I started my research training as an undergraduate student in Italy at the University of Rome “La Sapienza” , where I worked as volunteer for two years in Dr. Bozzoni laboratory learning about RNA and its multiple functions and extraordinary plasticity.
I graduated cum laude in 2004 and with the support of the Italia-USA Program Fellowship, I moved to USA to join Dr. Croce laboratory where I completed in 2009 my PhD, based both at University of Ferrara and Ohio State University.
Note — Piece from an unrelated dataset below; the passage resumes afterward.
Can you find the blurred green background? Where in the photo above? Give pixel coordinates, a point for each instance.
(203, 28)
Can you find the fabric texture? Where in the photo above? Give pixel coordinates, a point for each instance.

In Dr. Carlo M. Croce’s laboratory, I had the opportunity to see how simple biomolecular ideas and experimental approaches can acquire a therapeutic dimension and a bedside perspective. During this time, I acquired an interest in the role of small non-coding RNAs and their involvement in cancer by showing how they reprogramme gene expression to confer proliferative advantage to cancer cells and induce resistance to therapeutic agents.
In 2014, I decided to move with my family to Manchester where I joined Dr. Richard Marais group at CRUK-Manchester Institute and had the opportunity to work in drug discovery for the development of new drugs targeting cancer stem cells. Last December, I started my position at Salford as Lecturer in Biomedical Sciences. I will focus on my long-standing interest in exploring the molecular roles of non-coding RNAs in determining cell fate changes and gene regulation. I really believe that discovering how non-coding RNAs regulate gene expression will improve our understanding of development and disease and it will allow the development of novel therapeutic strategies.